I have alreay explained about Nyaplot::DataFrame in tutorial 1, but it's not enough to tell the usefulness. This notebook consists of 2 use case using DataFrame.
gem 'nyaplot', '0.1.5'
require 'nyaplot'
true
First, prepare sample data and put it into DataFrame. Then build a scatter plot based on it.

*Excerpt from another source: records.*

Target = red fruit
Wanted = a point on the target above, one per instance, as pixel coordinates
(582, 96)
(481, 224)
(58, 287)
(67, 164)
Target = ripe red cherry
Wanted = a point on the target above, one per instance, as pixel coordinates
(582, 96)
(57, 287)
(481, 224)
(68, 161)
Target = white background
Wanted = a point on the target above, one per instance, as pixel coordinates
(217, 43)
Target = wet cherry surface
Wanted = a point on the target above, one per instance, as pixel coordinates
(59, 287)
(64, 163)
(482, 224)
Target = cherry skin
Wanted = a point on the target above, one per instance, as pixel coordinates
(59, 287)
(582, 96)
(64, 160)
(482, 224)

samples = Array.new(10).map.with_index{|d,i| 'cat'+i.to_s}
x=[];y=[];home=[]
10.times do
x.push(5*rand)
y.push(5*rand)
end
df = Nyaplot::DataFrame.new({x:x,y:y,name:samples})
df
x | y | name |
---|---|---|
0.3776941903756781 | 3.150631669472884 | cat0 |
1.16523539526362 | 3.636084983829032 | cat1 |
3.4024015690223557 | 1.5265781962652962 | cat2 |
0.6478786205183784 | 4.697932060531303 | cat3 |
1.502303692675978 | 0.23551205104727635 | cat4 |
0.6186835562297704 | 1.5712039108775393 | cat5 |
2.360417118852578 | 3.037560696785177 | cat6 |
0.9958851328846746 | 3.3965329595925136 | cat7 |
1.0207006596250006 | 0.020049783384994968 | cat8 |
1.8874015058395726 | 2.973976083790996 | cat9 |
plot = Nyaplot::Plot.new
plot.x_label("weight [kg]")
plot.y_label("height [m]")
sc = plot.add_with_df(df, :scatter, :x, :y)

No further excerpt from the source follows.